Technology will continue to improve accuracy between identified behavior and associating behavior with an identity, but the two are not the same. In a number of areas and functions in our industry, identity need not even be present to accomplish goals. Of course, they can be synonymous, but this goes to the heart of emphasizing e.g., data minimization over other FIPs goals. We need to do a better job of rethinking the assumption that identifiers equate to an identity. 

2) Bring more individuals into the conversation

We need more voices in our debates, and more business voices in policymaking discussions. The examples I’ve shared above create real roadblocks for companies to balance both doing right by the consumer and staying in business. Those designing the tech also need to advocate and educate in layman’s terms on how they’re changing best practices and behaviors. Roundtable discussions, including cross-sections of our organizations, would go a long way in advancing our collective knowledge, expanding viewpoints, and creating more robust and applicable solutions. 

I further challenge businesses to open up the data privacy conversation within your organization. The solution is multidisciplinary, meaning representatives from engineering, technology, product, marketing, and legal need a seat at the table.

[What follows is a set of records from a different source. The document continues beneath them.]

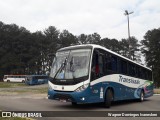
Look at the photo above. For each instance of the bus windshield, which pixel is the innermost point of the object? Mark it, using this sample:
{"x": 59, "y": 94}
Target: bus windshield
{"x": 71, "y": 64}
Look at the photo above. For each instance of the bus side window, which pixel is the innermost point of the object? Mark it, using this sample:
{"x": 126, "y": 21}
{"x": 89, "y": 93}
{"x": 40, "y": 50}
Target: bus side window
{"x": 114, "y": 64}
{"x": 97, "y": 70}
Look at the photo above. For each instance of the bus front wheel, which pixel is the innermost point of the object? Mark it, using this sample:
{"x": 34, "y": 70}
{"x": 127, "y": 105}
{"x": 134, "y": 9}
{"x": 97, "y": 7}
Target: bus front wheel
{"x": 108, "y": 98}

Without this multidimensional view, we’re missing out on the full picture, potential, and practice of privacy by design.

The start of a new year affords us an opportunity to reflect, recharge, and reset our priorities. I look forward to the robust data privacy conversations ahead and the learning that inevitably comes out. It’s time for us to pick up the story where we left off, revise where we can, and focus on writing a new chapter in data privacy.